As the Whitney Museum of American Art gets ready to exit this building, it seems quite fitting that they would go out with a retrospective teeming with controversy, just like their move. Jeff Koons’ retrospective has over 150 pieces of work and spans from 1978-to present.
Jeff Koons creates incendiary Art. His work and subject matter have, and always will be, provocative and evocative. Koons himself is the consummate “Explorer” of commercialism and consumerism. Whether it is Hoover vacuums displayed as modern marvels in Plexiglas vacuums to his inflatable plastic flowers, Koons takes the ordinary and displays them as extra-ordinary. These rooms filled with vacuums and household appliances compel me to reference Marcel Duchamp, who was the pioneer of taking mundane objects and displaying them as Art. One can’t help but think, if Duchamp and Warhol could create a love child, out would “POP” Jeff Koons!
His fascination with consumerism and pop culture permeates his career. Through out his career, Koons has been a catalyst for morphing the mundane into hyper- realistic versions, which make the viewer awe struck. He took the objects we coveted as children and turned them into larger than life objects—for example his enormous pile of Play-doh, the exaggerated Mylar balloon figures, the eerily large kitsch figurines, and a gigantic train set. Oversizing these objects shows the proportion of importance and fascination we had for these as children. I appreciate that the scale of these objects has us discarding our jaded adult eyes and forces us to see these objects with the perspective of a child, thus experiencing the visceral memories of child-like wonder.
As we depart from the displays of childhood, we are then thrust into adulthood during his Made in Heaven days (1989-1991). Here as a provocateur of commercialism, Koons has presented his sex life for public consumption. These works graphically display his relationship and sexual relations with La Cicciolina, Ilona Staller, a Porn Star, Member of Italian Parliament and then wife.

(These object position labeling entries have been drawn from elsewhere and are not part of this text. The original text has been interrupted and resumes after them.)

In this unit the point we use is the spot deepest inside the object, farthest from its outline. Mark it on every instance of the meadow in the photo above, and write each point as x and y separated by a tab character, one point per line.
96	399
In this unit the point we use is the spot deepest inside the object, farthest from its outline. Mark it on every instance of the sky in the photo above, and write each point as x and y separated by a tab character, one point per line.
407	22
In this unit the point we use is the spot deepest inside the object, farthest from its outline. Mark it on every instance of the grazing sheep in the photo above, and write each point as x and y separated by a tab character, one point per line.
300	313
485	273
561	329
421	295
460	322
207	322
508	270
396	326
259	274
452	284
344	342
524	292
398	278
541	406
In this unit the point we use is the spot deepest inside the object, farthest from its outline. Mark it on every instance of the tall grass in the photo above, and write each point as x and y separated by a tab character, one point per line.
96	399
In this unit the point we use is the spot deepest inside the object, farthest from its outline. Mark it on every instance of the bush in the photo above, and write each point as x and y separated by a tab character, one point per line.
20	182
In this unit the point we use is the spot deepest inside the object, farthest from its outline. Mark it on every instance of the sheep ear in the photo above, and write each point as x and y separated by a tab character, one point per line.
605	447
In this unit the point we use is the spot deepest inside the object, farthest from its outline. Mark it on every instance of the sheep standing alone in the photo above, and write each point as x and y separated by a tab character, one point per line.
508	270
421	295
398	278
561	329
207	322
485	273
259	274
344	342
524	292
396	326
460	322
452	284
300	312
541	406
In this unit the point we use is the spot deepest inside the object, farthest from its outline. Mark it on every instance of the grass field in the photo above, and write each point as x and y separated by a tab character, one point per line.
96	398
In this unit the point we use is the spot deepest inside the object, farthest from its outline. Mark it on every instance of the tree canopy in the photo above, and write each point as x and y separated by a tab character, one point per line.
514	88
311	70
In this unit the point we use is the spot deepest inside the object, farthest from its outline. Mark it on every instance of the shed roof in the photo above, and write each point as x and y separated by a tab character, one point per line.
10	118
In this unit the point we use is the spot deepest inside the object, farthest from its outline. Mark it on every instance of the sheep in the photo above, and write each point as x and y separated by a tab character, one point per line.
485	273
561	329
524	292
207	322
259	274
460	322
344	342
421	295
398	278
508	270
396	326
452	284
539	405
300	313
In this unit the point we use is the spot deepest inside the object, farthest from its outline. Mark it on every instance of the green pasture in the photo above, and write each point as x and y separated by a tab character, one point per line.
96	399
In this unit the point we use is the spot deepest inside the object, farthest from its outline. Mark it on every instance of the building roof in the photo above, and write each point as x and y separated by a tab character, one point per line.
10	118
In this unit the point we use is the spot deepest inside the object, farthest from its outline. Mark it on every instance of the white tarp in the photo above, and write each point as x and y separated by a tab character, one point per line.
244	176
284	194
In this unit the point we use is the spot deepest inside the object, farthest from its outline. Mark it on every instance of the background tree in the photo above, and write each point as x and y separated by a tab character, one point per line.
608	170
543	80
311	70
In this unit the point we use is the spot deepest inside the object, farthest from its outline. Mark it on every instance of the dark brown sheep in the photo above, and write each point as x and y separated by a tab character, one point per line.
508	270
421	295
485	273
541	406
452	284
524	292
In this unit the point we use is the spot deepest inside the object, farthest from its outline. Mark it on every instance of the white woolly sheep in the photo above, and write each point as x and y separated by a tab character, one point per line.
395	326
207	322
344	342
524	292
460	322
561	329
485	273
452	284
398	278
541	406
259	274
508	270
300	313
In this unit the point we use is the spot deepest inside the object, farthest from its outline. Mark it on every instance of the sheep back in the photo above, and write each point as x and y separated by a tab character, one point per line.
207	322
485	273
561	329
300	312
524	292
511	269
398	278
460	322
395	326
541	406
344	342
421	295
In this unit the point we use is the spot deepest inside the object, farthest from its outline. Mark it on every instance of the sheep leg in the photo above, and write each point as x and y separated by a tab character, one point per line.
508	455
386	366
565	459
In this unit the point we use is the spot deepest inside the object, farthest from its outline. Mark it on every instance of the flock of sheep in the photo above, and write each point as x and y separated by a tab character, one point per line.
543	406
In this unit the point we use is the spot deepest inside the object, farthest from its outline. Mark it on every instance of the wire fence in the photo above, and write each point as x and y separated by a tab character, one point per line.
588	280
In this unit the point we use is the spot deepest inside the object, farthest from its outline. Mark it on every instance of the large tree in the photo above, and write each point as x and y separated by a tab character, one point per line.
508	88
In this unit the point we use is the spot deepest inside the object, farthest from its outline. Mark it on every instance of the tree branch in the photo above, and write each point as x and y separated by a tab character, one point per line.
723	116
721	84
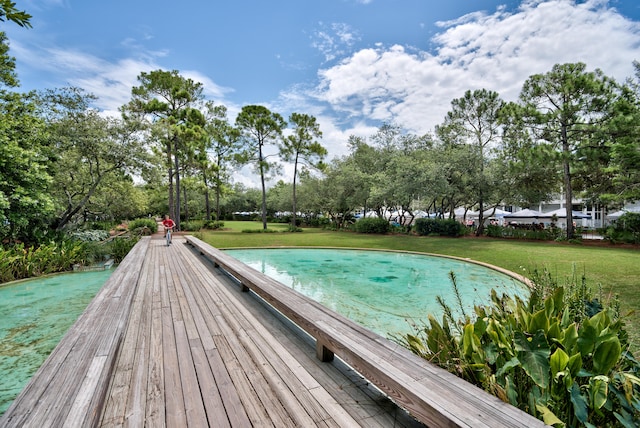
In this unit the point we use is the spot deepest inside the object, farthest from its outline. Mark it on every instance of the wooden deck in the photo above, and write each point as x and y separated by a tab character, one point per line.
170	341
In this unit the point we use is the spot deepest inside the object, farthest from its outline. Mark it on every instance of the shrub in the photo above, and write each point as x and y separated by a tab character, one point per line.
191	226
439	227
372	225
213	225
143	226
90	235
625	229
559	356
20	261
120	247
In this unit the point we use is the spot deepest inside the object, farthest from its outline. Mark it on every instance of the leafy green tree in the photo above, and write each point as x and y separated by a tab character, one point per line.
566	108
474	120
531	172
302	149
26	207
224	142
8	12
89	151
170	103
259	127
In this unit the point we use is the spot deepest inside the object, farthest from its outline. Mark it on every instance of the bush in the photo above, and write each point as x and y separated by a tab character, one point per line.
213	225
19	261
522	233
625	229
439	227
191	226
143	226
560	356
372	225
120	247
90	235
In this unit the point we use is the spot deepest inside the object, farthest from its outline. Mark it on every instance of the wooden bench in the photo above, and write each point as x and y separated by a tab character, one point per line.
431	394
69	388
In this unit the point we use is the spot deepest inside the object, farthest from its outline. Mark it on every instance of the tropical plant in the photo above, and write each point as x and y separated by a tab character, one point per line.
143	226
372	225
559	355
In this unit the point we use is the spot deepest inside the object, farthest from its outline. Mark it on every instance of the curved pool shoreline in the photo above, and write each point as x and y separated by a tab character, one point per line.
381	289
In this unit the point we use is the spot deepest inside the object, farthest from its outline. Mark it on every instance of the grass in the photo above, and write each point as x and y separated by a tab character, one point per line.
615	269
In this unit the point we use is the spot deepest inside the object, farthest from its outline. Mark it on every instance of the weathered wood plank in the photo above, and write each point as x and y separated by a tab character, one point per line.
53	391
429	393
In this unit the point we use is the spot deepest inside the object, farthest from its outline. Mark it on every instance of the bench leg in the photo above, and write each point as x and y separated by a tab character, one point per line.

La Cicciolina’s fairytale like-anime beauty makes these very banal sexual acts have the illusion of fantasy. The private made public and ready for our consumption.
The retrospective spanning 4 floors not only takes over most of the Whitney, but also immerses and envelops the viewer into Jeff Koons’ world, which is like a giant rollercoaster ride titillating your artistic, emotional, sexual and commercial senses. I suggest you buy the ticket and take the ride…it’s worth it!
The exhibition is currently at Whitney Museum of American Art, 945 Madison Avenue at 75th Street until October 19, 2014. If you miss it in NYC, then it will be traveling to the Centre Pompidou, Musée national d’art modern in Paris (November 26, 2014–April 27, 2015) and then to the Guggenheim Bilbao (June 5–September 27, 2015).